Modern signs reflect the Scottish government's Gaelic Language Act, which grants the language official recognition and equal respect with English. This deliberate inclusion reminds travellers they are moving through a land older than the motorway, blending heritage with contemporary tourism.
From Military Training to Mountain Mastery
Wallace's background includes service in the Argyll and Sutherland Highlanders, where he learned to ski on Exercise Snow Queen in Bavaria as part of winter training. After leaving the army, he studied outdoor pursuits, training as a ski leader and in managing outdoor education centres. This diverse experience informs his perspective on Scotland's slopes, where patience is taught one metre at a time amid four weathers in a single day. Locals say if you can ski in Scotland, you can ski anywhere.
Resort Profiles: Elemental Challenges and Global Appeal
Cairngorm Mountain, above Aviemore in the central Highlands, sits within Britain's largest national park. Known for its high, exposed plateau, sudden whiteouts, flat light, and some of the UK's coldest conditions, it features a base altitude of 635 metres and top altitude of 1,245 metres. Glencoe, in the west Highlands, is set among steep volcanic terrain near Rannoch Moor, with raw, exposed slopes and strong winds. Its base altitude is 300 metres, topping out at 1,108 metres, and it is often regarded as Scotland's most elemental ski area.
Nevis Range, on the slopes of Aonach Mòr near Fort William, is influenced by Atlantic weather systems bringing cloud, wind, and rapid changes. Its gondola rises from forest to open mountain, accessing harsh terrain with a base altitude of 100 metres and top ski altitude of 1,220 metres. Snow tourism has grown steadily, with visitors from warmer countries like India and China travelling north to experience snow for the first time. Resorts now cater to organised coach trips and families seeking photographs and sledging rather than skiing alone.

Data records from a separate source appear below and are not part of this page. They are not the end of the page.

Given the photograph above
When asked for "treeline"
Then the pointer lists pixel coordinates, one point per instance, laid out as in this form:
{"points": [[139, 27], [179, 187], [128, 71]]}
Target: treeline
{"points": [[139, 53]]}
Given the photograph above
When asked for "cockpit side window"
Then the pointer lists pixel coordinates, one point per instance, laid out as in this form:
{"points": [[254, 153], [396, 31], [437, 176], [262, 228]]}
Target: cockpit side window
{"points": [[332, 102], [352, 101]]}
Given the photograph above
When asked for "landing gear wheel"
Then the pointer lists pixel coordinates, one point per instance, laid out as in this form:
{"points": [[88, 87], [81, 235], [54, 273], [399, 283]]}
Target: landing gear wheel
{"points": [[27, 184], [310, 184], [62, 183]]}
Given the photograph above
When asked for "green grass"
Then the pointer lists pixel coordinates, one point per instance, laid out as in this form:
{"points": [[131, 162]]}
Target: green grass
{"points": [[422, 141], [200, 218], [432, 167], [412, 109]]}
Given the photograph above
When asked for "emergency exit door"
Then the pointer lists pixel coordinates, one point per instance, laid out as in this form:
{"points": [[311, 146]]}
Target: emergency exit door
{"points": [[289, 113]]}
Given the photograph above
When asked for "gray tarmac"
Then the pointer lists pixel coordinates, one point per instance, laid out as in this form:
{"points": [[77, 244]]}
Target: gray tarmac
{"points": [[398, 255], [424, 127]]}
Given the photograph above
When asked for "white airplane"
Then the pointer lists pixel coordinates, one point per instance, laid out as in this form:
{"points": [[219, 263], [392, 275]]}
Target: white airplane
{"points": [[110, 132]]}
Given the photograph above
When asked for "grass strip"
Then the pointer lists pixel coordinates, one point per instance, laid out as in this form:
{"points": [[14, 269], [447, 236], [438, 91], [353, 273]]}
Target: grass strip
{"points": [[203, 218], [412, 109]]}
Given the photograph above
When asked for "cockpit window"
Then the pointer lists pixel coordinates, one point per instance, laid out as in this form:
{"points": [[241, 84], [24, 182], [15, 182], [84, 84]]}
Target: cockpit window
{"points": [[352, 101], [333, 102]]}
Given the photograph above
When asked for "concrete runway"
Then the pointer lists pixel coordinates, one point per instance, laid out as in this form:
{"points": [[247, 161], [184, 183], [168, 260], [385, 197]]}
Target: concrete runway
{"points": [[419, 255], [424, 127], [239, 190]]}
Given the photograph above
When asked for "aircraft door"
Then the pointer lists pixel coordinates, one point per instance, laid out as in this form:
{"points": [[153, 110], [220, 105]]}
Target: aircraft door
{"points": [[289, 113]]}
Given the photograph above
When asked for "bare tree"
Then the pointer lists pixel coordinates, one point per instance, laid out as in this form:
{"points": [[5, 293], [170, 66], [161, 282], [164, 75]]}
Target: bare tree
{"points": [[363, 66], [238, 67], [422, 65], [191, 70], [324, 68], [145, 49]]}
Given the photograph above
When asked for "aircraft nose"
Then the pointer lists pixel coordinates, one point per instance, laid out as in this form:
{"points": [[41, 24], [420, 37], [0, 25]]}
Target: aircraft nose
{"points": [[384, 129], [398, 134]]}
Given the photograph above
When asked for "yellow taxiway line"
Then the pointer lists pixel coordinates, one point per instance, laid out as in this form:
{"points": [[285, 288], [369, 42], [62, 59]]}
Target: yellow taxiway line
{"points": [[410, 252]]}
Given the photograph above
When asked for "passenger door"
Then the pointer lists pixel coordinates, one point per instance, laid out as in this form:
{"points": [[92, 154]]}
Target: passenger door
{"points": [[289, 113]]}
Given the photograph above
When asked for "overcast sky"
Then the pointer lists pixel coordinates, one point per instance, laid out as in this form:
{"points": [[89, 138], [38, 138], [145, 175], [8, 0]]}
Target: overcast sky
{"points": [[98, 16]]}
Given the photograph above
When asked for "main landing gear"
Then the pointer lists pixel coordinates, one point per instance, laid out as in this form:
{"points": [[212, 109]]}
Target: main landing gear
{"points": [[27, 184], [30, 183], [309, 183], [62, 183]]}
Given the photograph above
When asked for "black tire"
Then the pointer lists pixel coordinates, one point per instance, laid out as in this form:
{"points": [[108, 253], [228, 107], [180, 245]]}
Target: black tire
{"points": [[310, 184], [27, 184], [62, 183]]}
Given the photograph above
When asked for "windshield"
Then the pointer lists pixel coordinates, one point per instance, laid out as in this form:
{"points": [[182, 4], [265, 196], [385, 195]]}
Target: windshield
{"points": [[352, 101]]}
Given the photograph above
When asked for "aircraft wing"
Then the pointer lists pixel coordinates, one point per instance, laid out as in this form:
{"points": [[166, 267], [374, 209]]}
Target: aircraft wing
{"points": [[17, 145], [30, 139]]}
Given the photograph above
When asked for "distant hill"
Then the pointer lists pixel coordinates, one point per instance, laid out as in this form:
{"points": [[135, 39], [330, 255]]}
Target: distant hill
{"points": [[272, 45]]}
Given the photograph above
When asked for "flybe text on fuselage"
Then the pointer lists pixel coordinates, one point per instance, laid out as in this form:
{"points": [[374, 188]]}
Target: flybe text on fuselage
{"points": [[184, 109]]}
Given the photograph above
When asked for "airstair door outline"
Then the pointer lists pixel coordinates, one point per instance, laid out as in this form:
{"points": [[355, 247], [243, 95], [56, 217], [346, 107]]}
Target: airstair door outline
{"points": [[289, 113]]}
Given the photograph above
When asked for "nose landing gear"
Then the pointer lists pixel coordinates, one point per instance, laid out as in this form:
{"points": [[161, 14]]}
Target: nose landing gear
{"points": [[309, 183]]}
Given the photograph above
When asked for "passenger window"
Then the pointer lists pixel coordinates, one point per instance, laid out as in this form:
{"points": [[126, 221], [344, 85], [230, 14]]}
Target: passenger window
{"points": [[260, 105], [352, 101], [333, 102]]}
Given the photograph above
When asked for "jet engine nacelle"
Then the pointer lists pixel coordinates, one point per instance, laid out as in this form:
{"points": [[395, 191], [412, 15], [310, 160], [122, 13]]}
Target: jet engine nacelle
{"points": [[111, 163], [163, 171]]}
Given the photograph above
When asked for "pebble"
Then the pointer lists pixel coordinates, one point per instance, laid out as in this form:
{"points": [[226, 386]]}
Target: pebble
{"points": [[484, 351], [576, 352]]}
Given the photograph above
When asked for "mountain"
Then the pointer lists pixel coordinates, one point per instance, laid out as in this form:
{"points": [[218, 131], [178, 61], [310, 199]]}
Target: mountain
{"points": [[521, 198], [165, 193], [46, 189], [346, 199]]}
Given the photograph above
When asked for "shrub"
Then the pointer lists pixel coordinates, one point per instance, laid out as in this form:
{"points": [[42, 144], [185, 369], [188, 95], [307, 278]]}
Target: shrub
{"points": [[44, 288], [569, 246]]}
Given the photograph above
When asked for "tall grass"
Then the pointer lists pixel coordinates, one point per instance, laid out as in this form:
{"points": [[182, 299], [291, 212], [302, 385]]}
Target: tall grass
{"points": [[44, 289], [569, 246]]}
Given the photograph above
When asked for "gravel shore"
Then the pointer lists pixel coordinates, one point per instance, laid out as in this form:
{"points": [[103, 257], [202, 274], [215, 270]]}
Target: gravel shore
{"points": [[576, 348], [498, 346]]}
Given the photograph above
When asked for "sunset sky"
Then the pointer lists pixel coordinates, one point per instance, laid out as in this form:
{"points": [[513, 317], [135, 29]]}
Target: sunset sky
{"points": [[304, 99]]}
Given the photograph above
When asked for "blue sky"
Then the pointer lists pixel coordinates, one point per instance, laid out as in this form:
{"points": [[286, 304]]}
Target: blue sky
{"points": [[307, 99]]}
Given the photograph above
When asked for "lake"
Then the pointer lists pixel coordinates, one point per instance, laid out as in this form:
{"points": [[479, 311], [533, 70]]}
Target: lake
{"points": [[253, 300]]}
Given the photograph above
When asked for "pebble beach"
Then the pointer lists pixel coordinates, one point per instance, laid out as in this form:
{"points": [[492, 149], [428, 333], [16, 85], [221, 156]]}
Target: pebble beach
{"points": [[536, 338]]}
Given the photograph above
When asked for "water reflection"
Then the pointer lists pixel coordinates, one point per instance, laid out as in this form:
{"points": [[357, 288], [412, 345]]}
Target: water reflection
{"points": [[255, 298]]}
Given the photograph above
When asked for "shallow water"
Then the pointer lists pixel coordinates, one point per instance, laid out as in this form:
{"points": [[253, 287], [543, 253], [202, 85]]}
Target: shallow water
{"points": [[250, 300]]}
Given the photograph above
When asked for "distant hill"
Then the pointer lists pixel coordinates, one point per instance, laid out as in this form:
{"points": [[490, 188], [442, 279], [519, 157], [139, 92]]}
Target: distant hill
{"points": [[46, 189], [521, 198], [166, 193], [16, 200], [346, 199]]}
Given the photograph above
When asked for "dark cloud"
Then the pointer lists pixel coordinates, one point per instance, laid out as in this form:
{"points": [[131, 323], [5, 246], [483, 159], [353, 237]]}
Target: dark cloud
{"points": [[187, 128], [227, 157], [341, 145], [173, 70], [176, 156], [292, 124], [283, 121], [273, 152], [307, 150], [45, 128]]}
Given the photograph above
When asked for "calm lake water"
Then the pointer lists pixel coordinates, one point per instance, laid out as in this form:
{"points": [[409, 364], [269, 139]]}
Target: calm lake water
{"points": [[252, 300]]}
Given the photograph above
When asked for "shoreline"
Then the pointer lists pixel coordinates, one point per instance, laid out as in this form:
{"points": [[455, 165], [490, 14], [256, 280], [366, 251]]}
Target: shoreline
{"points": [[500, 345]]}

The Rise of Sledging and Grassroots Olympics
Skiing is increasingly complemented by sledging, with Glencoe recording about 10,000 skiers per season but over 30,000 visitors coming simply to sledge. A hundred metres of machine-made snow and a magic carpet can carry as much expectation as a full mountain, with Glencoe even having a snow-making factory dedicated to sledging. This shift reflects a broader trend where visitor numbers often swell beyond those on skis, with laughter cutting through cold air as phones capture memories mid-descent.

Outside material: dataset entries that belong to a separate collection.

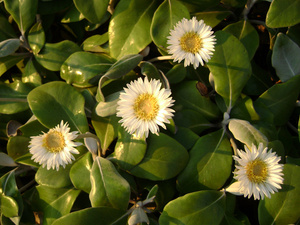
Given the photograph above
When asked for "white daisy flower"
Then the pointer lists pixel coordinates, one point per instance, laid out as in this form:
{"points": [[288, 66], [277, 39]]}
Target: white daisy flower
{"points": [[54, 148], [143, 106], [191, 40], [258, 173]]}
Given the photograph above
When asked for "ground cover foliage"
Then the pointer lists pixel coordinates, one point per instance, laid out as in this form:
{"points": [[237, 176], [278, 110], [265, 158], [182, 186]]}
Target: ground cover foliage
{"points": [[69, 60]]}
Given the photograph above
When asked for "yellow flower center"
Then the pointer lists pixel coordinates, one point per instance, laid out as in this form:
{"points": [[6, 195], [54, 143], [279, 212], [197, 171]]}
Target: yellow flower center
{"points": [[190, 42], [257, 171], [54, 141], [146, 107]]}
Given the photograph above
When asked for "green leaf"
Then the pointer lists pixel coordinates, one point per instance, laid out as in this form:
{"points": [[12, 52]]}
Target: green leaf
{"points": [[283, 13], [285, 57], [212, 17], [23, 12], [106, 129], [108, 187], [283, 207], [129, 150], [117, 70], [9, 46], [182, 95], [83, 69], [80, 173], [165, 18], [52, 178], [129, 27], [9, 206], [9, 61], [107, 216], [90, 12], [94, 43], [246, 133], [209, 166], [245, 32], [280, 99], [163, 160], [205, 206], [53, 98], [230, 66], [54, 202], [52, 56], [13, 97], [36, 37]]}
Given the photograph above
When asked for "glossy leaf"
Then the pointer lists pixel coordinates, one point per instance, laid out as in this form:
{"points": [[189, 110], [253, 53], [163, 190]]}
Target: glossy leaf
{"points": [[54, 202], [83, 69], [163, 160], [129, 27], [283, 13], [80, 173], [165, 18], [23, 12], [120, 68], [106, 215], [36, 37], [209, 165], [182, 95], [280, 99], [230, 66], [90, 12], [106, 129], [9, 46], [13, 97], [243, 131], [129, 150], [53, 98], [248, 36], [282, 208], [9, 61], [205, 206], [108, 187], [53, 56], [285, 57]]}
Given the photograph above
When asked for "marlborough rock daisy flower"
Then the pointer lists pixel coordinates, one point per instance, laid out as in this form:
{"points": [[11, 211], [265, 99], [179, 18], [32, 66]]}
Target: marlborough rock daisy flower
{"points": [[258, 173], [192, 41], [55, 147], [143, 106]]}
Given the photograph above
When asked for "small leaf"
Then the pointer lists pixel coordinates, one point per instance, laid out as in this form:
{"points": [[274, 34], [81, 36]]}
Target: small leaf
{"points": [[129, 28], [282, 208], [53, 98], [230, 67], [164, 159], [285, 57], [108, 187], [246, 133], [36, 37], [53, 56], [205, 206], [209, 165], [283, 13], [164, 19], [9, 46]]}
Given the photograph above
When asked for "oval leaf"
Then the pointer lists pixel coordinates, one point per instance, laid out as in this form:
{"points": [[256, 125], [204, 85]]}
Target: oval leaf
{"points": [[52, 99], [108, 187], [164, 159], [205, 206], [230, 67], [209, 166]]}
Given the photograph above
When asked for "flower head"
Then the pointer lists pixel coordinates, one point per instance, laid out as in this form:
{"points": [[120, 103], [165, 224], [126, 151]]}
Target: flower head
{"points": [[55, 147], [258, 173], [143, 106], [191, 40]]}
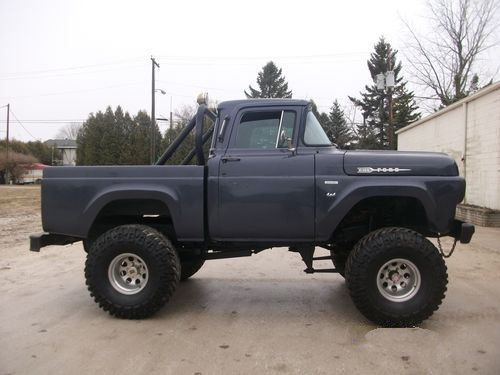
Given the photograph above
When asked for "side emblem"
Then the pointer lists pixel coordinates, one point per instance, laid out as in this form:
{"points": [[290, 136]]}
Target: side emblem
{"points": [[382, 170]]}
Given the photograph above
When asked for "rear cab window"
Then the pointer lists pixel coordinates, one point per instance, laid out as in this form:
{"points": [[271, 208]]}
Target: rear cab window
{"points": [[264, 130]]}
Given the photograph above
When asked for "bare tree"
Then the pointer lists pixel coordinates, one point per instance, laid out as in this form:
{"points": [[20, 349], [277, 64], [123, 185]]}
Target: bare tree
{"points": [[16, 165], [444, 61], [69, 131]]}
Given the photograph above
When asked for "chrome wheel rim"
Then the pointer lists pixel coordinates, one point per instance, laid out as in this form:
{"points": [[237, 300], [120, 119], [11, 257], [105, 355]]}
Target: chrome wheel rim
{"points": [[398, 280], [128, 273]]}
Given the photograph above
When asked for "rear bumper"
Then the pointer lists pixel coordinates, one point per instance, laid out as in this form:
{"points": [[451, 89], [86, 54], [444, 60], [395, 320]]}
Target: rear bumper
{"points": [[462, 231], [39, 240]]}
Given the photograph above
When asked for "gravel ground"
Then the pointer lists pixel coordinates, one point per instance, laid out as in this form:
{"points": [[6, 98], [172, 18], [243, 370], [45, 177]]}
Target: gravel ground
{"points": [[242, 316]]}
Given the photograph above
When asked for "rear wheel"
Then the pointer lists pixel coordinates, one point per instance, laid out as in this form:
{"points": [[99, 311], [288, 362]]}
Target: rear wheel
{"points": [[132, 271], [396, 277]]}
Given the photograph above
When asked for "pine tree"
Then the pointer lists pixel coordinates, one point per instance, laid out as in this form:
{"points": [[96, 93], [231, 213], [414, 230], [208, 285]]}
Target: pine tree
{"points": [[322, 117], [271, 84], [336, 127], [374, 103], [111, 138]]}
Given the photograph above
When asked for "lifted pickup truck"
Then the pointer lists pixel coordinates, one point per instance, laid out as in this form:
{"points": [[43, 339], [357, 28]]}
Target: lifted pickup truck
{"points": [[272, 178]]}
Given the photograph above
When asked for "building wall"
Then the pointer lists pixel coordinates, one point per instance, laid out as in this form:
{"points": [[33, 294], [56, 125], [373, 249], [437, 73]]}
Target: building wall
{"points": [[68, 156], [477, 116]]}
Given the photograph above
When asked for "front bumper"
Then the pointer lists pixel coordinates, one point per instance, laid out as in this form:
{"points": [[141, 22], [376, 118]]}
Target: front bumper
{"points": [[39, 240], [462, 231]]}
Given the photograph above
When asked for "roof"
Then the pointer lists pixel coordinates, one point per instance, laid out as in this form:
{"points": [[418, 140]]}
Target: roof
{"points": [[486, 90], [61, 143], [38, 166], [263, 102]]}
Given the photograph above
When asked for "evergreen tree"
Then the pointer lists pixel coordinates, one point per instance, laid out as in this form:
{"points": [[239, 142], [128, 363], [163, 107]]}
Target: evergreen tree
{"points": [[271, 84], [322, 117], [114, 138], [374, 103], [182, 119], [336, 127]]}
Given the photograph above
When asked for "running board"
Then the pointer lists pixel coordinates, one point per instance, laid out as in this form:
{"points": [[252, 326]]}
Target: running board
{"points": [[307, 254]]}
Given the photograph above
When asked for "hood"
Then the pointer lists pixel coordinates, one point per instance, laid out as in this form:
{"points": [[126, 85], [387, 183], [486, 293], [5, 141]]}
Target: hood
{"points": [[398, 163]]}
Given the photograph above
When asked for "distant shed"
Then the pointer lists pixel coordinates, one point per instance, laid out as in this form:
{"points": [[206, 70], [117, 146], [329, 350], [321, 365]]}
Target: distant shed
{"points": [[469, 131]]}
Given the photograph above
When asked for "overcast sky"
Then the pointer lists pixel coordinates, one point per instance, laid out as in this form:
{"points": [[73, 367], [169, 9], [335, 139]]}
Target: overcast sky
{"points": [[61, 60]]}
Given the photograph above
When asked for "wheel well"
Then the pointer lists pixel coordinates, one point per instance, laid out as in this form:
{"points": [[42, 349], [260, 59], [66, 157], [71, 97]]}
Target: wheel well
{"points": [[378, 212], [151, 212]]}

The national development programme for winter sports begins in red plastic sledges, with Olympic podiums built quietly from grassroots efforts. Sledges must be returned to cafes, and success is measured in hundredths of a second, starting at the top of the slope. Irn-Bru, Scotland's fluorescent orange national drink after whisky, serves as functional recovery, consumed across generations with unofficial hangover protocol.

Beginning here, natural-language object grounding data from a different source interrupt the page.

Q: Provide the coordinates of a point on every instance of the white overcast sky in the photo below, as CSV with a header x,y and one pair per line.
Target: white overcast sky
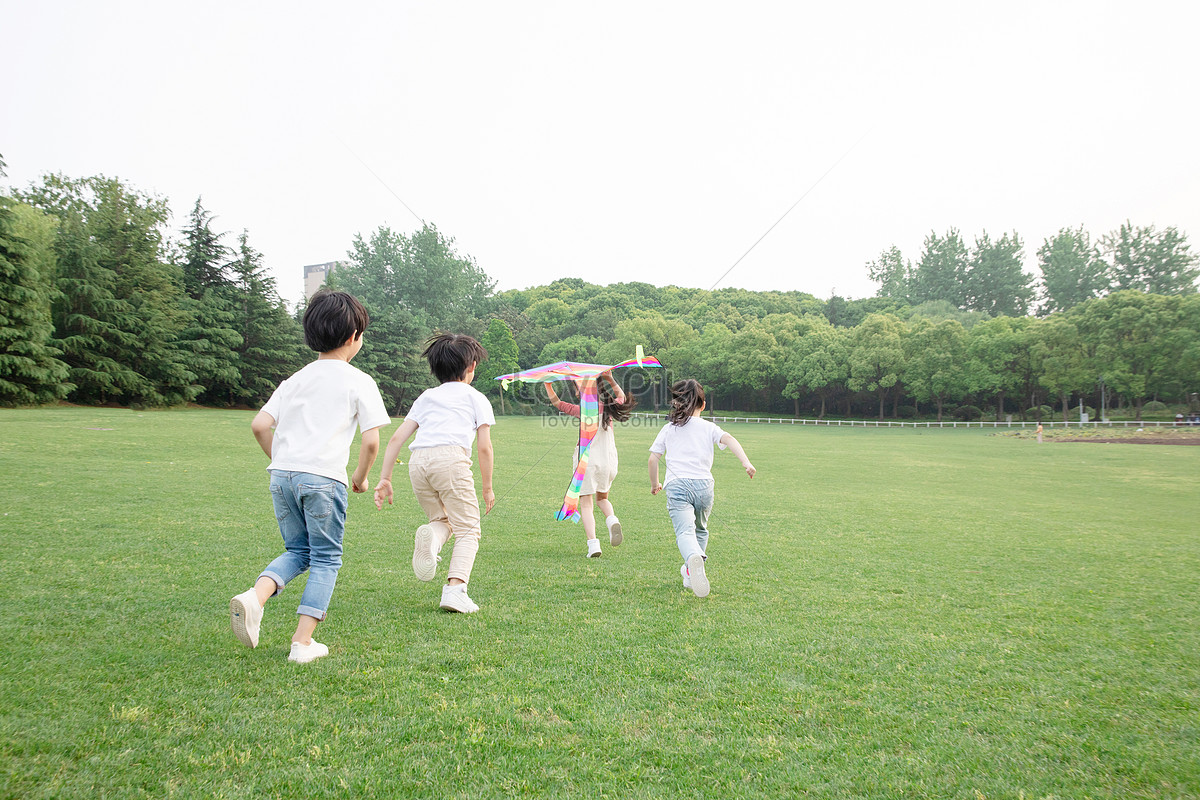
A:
x,y
619,140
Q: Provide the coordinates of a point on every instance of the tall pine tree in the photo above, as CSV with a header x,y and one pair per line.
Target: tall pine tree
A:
x,y
30,372
210,335
271,340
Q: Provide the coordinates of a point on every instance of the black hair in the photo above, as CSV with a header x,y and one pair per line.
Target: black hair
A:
x,y
331,318
613,411
451,354
687,396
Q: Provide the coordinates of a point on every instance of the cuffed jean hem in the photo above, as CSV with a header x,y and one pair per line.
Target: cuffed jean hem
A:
x,y
311,511
689,504
307,611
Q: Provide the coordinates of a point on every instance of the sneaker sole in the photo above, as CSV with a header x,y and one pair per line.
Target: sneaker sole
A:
x,y
307,661
448,607
696,572
238,613
425,563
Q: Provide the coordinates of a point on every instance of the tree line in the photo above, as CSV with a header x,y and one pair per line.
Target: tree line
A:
x,y
103,304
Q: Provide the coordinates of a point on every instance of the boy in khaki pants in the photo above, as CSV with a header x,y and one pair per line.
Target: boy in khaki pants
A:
x,y
445,420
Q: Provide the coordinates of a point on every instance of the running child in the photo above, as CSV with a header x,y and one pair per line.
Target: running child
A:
x,y
687,441
313,414
601,459
447,419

Conclusion: A Winter World Defined by Resilience
The day ends where it began, in frozen car parks with temporary victories packed into boots. Engines start, heaters rise, and winter is left behind in tyre tracks and melting snow. Through Wallace's lens, Scotland's ski resorts emerge as places of raw beauty, community spirit, and adaptability, offering a stark contrast to the polished arenas of the Winter Olympics. This is a world where gravity wins early, balance is negotiated by falling, and global winter arrives on a Scottish hill, documented through weather, movement, and the enduring pull of the slopes.